À l'exception de quelques éraflures, ce navire n'a subi aucune avarie.
1.4.2 Dommages à l'environnement
L'accident n'a fait ni pollution ni autre dommage à l'environnement.
1.5 Certificats et brevets
1.5.1 Certificats des navires
« PACIFIC CHALLENGER »
Le « PACIFIC CHALLENGER » avait l'armement en personnel, les certificats et l'équipement qu'il était tenu d'avoir en vertu des règlements en vigueur.
« OAKBY »
Le « OAKBY » avait l'armement en personnel, les certificats et l'équipement qu'il était tenu d'avoir en vertu des règlements pertinents.
1.5.2 Brevets du personnel
« PACIFIC CHALLENGER »
Le patron et la personne qui avait la conduite de la navigation au moment de l'accident ne détenaient aucun brevet de compétence. Ils n'étaient d'ailleurs pas tenus d'avoir de tels brevets.
« OAKBY »
Tout le personnel navigant à bord de ce navire était dûment breveté.
1.6 Antécédents du personnel
1.6.1 Membres de l'équipage du « PACIFIC CHALLENGER »

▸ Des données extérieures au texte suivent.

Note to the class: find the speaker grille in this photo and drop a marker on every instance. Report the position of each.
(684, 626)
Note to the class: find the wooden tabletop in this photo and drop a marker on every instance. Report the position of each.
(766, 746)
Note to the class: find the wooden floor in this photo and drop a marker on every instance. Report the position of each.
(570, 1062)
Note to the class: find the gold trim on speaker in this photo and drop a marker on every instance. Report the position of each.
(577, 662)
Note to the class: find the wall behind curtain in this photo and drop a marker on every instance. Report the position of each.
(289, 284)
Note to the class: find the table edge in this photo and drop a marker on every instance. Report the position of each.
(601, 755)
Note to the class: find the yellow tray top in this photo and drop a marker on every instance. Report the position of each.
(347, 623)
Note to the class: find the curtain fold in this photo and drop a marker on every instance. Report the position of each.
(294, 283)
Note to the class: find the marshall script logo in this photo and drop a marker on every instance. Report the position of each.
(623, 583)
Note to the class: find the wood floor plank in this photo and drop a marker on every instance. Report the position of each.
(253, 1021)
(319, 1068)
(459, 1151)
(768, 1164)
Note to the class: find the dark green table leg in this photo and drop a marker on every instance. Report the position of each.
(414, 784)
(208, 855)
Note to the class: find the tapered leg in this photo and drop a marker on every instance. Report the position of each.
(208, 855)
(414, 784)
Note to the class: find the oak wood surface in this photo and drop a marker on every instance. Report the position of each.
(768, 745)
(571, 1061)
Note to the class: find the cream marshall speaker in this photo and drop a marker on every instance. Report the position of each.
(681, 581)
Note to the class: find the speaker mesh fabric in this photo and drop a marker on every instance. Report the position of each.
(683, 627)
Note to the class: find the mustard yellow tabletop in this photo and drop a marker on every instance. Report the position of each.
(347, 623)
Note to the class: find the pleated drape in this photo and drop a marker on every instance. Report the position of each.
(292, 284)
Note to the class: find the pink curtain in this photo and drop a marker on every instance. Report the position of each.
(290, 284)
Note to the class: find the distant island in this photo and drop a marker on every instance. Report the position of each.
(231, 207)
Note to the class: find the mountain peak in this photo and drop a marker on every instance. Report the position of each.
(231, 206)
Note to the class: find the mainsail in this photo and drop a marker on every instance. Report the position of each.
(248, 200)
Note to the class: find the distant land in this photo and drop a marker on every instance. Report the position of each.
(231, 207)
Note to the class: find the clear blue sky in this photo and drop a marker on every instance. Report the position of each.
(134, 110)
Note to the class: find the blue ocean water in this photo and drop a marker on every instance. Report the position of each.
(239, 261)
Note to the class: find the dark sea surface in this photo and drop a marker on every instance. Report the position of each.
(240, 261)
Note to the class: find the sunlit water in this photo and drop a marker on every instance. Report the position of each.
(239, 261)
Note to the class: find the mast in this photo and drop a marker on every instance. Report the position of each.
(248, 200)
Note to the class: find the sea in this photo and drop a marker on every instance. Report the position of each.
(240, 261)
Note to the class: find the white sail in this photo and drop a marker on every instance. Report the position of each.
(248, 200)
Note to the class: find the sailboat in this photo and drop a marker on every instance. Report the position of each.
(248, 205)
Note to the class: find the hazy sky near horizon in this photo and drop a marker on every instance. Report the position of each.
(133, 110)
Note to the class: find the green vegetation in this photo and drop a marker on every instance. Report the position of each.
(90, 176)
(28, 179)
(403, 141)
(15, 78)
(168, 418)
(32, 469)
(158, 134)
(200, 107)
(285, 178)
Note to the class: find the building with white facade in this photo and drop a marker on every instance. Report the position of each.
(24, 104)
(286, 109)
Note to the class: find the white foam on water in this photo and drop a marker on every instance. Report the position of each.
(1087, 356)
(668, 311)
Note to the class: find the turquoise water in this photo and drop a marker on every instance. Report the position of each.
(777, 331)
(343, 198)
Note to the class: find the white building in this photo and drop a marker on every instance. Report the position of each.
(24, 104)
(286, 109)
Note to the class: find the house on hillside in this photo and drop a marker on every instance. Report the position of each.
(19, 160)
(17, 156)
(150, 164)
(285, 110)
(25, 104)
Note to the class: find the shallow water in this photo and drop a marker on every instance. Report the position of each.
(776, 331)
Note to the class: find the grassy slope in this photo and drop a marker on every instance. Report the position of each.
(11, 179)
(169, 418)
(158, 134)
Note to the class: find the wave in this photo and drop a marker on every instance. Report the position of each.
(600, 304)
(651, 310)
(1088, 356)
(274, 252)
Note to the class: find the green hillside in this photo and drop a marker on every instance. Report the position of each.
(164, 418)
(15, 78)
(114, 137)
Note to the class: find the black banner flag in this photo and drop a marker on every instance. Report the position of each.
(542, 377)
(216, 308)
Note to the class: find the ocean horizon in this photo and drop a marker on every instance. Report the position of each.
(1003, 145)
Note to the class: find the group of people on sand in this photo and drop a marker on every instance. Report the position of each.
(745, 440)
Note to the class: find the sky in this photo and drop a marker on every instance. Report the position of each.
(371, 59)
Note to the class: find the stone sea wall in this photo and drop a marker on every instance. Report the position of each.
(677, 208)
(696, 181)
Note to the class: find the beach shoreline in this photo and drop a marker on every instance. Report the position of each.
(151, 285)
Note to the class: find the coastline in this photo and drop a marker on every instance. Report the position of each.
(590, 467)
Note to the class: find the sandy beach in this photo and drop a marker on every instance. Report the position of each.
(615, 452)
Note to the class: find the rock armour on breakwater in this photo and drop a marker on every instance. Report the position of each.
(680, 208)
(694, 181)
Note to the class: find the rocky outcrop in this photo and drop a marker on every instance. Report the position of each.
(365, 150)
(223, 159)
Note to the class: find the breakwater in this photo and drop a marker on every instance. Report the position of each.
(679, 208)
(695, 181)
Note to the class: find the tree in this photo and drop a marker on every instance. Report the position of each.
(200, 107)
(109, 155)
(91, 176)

Le patron du « PACIFIC CHALLENGER » est employé à bord de bateaux de pêche depuis 1971 et commande ce genre de bateau depuis 1982. Il a assumé le commandement du « PACIFIC CHALLENGER » en 1992. La personne qui avait la conduite de la navigation au moment de l'abordage travaillait sur des bateaux de pêche depuis 18 ans, dont 10 à bord de bateaux semblables au « PACIFIC CHALLENGER » et 2 ans sur ce dernier.
1.6.2 Capitaine du « OAKBY »
Le capitaine du « OAKBY » a commencé sa carrière de marin en 1954. Il est commandant à bord de différents navires depuis 1971. Il a assumé le commandement du « OAKBY » le 1er juin 1993.
1.6.3 Pilote du « OAKBY »
Le pilote du « OAKBY » détient une licence de pilotage de la classe appropriée et est pilote dans cette circonscription depuis 14 ans.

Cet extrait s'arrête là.